Um acontecimento, porém, modificou este que seria apenas mais um banal esquecimento na vida de um homem. Sonhou novamente o mesmo sonho, recordou-se milagrosamente de tudo que havia esquecido. Fez-se luz, plantou-se novo Éden. Outra oportunidade de pensar nas questões mais importantes. Isaías dessa vez tinha que aproveitar a chance que o Destino – ou o Acaso, como achares melhor – lhe dera.
Pôs-se então a pensar: minha nossa, qual o significado deste sonho!? Como pude esquecer que havia sonhado com estas questões? Como fui capaz de apagar de minha memória palavras, momentos e imagens tão fundamentais? Como pude cometer tamanho erro?
Meditou longamente no conteúdo do sonho. Refez a seu espírito questionamentos que há anos não tinha coragem de fazer. Encarou-se espiritualmente, fustigou-se em pensamento. Teve a coragem de mexer e revirar feridas já cicatrizadas. Sentia dores que pensou que nunca mais sentiria.
Viu-se então frente a frente com a vitrine de uma loja iluminada pelo neon de propagandas. Envelhecera, os anos passaram, a vida que sonhara, perdera. Era outro, sentia como se houvesse vivido várias vidas dentro da única vida que vivera. Triste constatação.
Onde estava a mulher que amara, e que talvez ainda ame? A última pela qual pode realmente ter sentimentos? Talvez esteja agora casada e com filhos. Talvez seja feliz.
Seus familiares, muitos deles, se foram. O que significaram todos aqueles anos de felicidade ao lado de seus primos e irmãos? O que significaram todas as declarações de amor e ódio de seus conhecidos?
Amigos, nunca fora de dar-se muito a amizades, tinha medo de importunar, de não ser valorizado. Acabara importunado, desvalorizado.
Olhava a lua e via apenas o próprio rosto. Não havia como fugir! Via-se por toda parte, em qualquer canto!
Estava escuro, os prédios já vazios, fim de expediente, anunciavam que as pessoas em suas casas dormiam, sonhavam. Isaías solitariamente contava as estrelas. Contava, não. Melhor dizer: conversava com elas, com seus olhos marejados e tristes. Sentiu tristeza. Oh, saudades de poder chorar!, pensou o homem. E chorava.

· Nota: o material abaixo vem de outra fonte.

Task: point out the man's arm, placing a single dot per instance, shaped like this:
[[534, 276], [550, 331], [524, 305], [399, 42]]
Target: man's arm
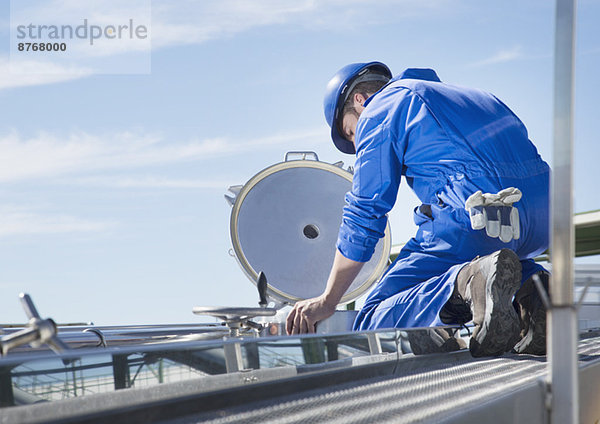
[[307, 313]]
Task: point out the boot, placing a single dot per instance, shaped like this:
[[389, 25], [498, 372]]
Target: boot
[[532, 312], [434, 340], [488, 285]]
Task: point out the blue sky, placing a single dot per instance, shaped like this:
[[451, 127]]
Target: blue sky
[[111, 186]]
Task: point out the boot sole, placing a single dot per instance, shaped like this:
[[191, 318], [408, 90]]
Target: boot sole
[[501, 327], [534, 342]]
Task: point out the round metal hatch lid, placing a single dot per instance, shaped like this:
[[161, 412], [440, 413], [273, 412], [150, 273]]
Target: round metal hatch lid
[[285, 222]]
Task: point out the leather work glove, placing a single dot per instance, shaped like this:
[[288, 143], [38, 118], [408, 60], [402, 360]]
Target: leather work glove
[[495, 213]]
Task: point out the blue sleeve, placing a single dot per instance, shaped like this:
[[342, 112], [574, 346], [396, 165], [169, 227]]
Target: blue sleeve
[[382, 136]]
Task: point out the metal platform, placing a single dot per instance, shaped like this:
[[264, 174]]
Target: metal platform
[[338, 378]]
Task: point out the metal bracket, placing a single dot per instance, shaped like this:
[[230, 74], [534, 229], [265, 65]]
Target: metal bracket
[[38, 331], [303, 156]]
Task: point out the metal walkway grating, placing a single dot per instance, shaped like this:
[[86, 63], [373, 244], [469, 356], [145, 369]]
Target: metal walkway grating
[[440, 390]]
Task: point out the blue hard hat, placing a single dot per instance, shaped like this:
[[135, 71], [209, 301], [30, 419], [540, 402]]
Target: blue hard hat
[[337, 92]]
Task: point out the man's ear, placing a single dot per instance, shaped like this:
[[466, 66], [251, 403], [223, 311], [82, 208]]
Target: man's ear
[[359, 99]]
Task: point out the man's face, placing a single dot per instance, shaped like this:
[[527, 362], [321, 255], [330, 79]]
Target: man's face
[[349, 125], [350, 119]]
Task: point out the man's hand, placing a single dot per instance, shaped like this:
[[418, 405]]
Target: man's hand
[[306, 313], [495, 213]]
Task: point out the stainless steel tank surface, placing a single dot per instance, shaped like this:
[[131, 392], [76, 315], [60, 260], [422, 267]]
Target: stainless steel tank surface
[[285, 222]]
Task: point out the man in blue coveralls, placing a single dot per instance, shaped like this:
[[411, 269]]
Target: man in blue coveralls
[[484, 213]]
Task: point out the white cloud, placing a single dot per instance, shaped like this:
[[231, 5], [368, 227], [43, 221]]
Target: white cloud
[[502, 56], [21, 221], [149, 182], [22, 73], [53, 155]]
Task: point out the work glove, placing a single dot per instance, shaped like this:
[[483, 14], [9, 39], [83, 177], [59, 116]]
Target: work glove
[[495, 213]]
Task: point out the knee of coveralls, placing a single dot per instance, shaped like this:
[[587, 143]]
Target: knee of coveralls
[[420, 281]]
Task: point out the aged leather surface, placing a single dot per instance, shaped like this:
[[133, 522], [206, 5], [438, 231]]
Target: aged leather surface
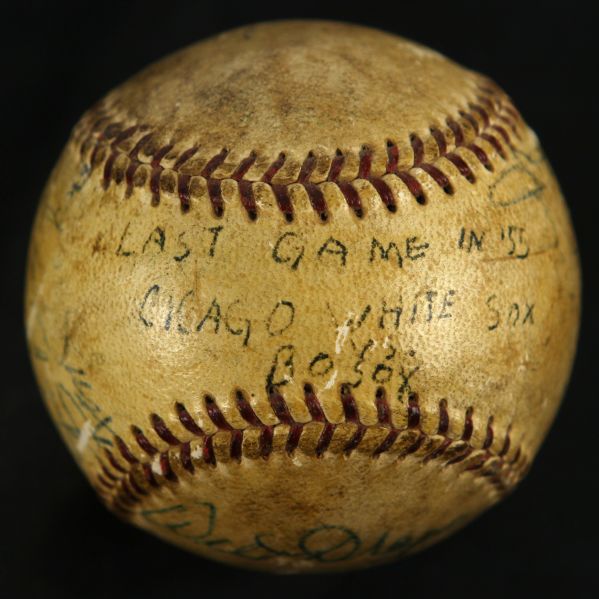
[[302, 296]]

Um casal de namorados atravessava a rua. Bêbados e mendigos trocavam palavrões e acusações. Isaías caminhava por entre essas realidades tão distintas e vivia a sua, a sua que não mais era. Que havia sido, se perdido, se desfeito. Ele era apenas imagem na memória, não existia mais. Talvez nunca tenha existido.
Foi para casa e deitou-se na cama. Não conseguia pegar no sono, sonhava acordado antes de sonhar pela última vez. Pensou, pensou, pensou. Alta madrugada, nenhuma conclusão. Chorara e rira sozinho. A vida desfazia-se a cada segundo, o relógio impiedoso marcava as horas derradeiras. Tudo valera à pena, tudo fizera sentido, tudo fez-se presente ali, naquela noite. Lembrou-se de estar sentado na beira de um lago certa vez, e que naquele dia havia sentido a paz após um momento tão conturbado de sua vida, quando havia brigado com ela e... dormiu sem perceber.
De olhos fechados, sonhou novamente com o dito sonho, pela terceira vez. O seu conteúdo encontra-se por toda parte, é fácil perceber. Isaías, em sono profundo, sonhou e viveu.
O que vem depois não cabe no texto, é uma história que não conhecemos e de que não devíamos tirar conclusões. Só se pode dizer que o tempo sempre chega, sempre rápido, sorrateiramente, como ladrão, e sempre estaremos despreparados, como para aqueles sonhos que sempre se repetem em nossa vida, imprevisíveis, despretensiosos, espontâneos, milagrosos, transformadores.